This is the last post in the series. We have a fully functional **tuple** class, with a decent implementation of **tuple_cat** — but some reservations about its performance. In this post we’re going to improve it considerably, at the expense of making the implementation more difficult. The main problem with what we did in the previous post is that we are creating many temporary tuple objects. When concatenating *n* **tuple**s, we create *n-2* intermediate **tuple**s that hold partial results. But can it be avoided?

**UPDATE (Feb 24)**: I forgot to credit Stephan T. Lavavej (a.k.a. STL, also the maintainer of Microsoft’s STL) for this idea. He obviously deserves it, and I apologize. On Reddit he also points out that the Standard requires somewhat different behavior from **tuple_cat**.
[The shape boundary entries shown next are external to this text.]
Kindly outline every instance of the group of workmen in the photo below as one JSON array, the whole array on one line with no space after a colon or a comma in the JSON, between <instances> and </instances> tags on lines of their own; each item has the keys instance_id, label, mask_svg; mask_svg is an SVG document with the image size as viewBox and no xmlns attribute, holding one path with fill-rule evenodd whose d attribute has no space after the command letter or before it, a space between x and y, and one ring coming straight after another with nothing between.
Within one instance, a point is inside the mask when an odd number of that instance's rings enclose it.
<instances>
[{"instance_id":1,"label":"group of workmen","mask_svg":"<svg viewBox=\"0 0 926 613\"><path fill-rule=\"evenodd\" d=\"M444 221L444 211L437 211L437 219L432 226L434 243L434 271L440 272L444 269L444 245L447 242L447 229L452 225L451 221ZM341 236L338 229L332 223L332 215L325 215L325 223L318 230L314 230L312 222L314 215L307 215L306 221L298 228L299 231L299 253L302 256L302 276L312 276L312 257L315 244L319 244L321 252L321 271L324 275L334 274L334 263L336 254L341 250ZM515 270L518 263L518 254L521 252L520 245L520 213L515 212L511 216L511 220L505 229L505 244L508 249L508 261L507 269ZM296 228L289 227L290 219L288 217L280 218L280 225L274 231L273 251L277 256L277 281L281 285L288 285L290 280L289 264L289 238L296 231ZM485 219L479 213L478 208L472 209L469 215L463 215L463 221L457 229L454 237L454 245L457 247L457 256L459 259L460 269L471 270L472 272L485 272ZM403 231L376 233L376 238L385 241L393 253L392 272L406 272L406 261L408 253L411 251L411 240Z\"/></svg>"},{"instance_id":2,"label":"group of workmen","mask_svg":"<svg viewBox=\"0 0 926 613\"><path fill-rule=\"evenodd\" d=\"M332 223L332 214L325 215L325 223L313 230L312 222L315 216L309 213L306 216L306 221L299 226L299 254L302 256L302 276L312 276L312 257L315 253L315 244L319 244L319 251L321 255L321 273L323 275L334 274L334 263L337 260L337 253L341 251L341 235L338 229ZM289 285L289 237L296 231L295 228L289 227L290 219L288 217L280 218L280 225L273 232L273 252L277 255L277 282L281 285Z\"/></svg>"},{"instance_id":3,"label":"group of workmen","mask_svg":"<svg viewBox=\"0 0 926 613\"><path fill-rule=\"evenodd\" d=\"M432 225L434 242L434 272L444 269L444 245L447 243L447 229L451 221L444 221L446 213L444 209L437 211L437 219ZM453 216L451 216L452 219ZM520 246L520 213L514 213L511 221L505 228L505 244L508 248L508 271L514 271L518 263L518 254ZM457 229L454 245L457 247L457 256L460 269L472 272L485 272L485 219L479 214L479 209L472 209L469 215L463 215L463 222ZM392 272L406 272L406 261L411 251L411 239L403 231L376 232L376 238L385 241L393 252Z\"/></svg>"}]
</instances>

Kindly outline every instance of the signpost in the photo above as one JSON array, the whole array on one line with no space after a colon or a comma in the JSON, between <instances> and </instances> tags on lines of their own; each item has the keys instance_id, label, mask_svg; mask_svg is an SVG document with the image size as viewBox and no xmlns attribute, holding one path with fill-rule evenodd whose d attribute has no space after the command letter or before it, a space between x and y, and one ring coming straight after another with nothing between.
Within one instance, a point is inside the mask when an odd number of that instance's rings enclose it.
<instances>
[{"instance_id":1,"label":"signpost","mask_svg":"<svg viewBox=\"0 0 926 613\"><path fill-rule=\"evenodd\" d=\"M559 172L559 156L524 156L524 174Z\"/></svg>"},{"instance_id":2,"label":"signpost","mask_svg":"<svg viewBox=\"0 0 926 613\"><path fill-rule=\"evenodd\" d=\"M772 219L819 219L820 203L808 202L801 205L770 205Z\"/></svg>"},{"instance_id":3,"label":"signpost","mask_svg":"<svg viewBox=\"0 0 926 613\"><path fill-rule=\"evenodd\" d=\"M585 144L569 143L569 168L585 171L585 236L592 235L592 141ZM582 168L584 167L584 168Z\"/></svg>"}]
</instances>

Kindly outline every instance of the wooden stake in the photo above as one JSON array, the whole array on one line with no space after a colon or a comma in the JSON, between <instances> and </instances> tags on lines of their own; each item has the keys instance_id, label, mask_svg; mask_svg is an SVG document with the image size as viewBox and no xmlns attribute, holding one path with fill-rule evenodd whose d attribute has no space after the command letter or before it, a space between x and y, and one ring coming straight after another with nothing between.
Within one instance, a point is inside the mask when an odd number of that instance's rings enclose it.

The idea is very elegant and simple. The core of the concatenation is going to be just one line of code. But it’s an ingenious line of code. Let me show it to you first, so we can bask in its glory:

return make_tuple(get<Jx>(get<Ix>(forward<Tuples>(tuples)))...);

Now, let’s try to understand what’s going on here; the implementation is going to follow automatically once we figure out the basic idea. The **tuples** variable is a **tuple** of **tuple**s. **Jx** and **Ix** are parameter packs of **size_t**‘s, so they can be expanded with **get<I>**. We set them up in a very specific fashion. For example, suppose we are given three **tuple**s: **tuple<int, char>**, **tuple<float>**, and **tuple<char, bool, long>**. The **tuples** variable is then of type **tuple<tuple<int, char>, tuple<float>, tuple<char, bool, long>>**, and the parameter packs are: **Ix** = [0, 0, 1, 2, 2, 2]; **Jx** = [0, 1, 0, 0, 1, 2]. Now think about the expansion:

// Remember the type of 'tuples': // tuple< tuple<int,char> , tuple<float> , tuple<char,bool,long> > tuples; make_tuple( get<0>(get<0>(tuples)), get<1>(get<0>(tuples)), get<0>(get<1>(tuples)), get<0>(get<2>(tuples)), get<1>(get<2>(tuples)), get<2>(get<2>(tuples)) );

Do you see it? **get<0>(tuples)** returns the first **tuple**, and then we retrieve the first and second elements from it; **get<1>(tuples)** returns the second **tuple**, and then we retrieve its only element; and so on. If we carefully generate the parameter packs **Ix** and **Jx**, we can make the nested **get** invocation retrieve individual elements from the **tuple** of **tuple**s, indexing into them like a two-dimensional lattice. Specifically, given *n* **tuple**s of sizes *S(0), …, S(n-1)*, we need to generate the following sequences:

S(0) times S(1) times S(n-1) times Ix = [0, 0, ..., 0, 1, 1, ..., 1, ..., n-1, n-1, ..., n-1 ] Jx = [0, 1, ..., S(0)-1, 0, 1, ..., S(1)-1, ..., 0 , 1 , ..., S(n-1)-1]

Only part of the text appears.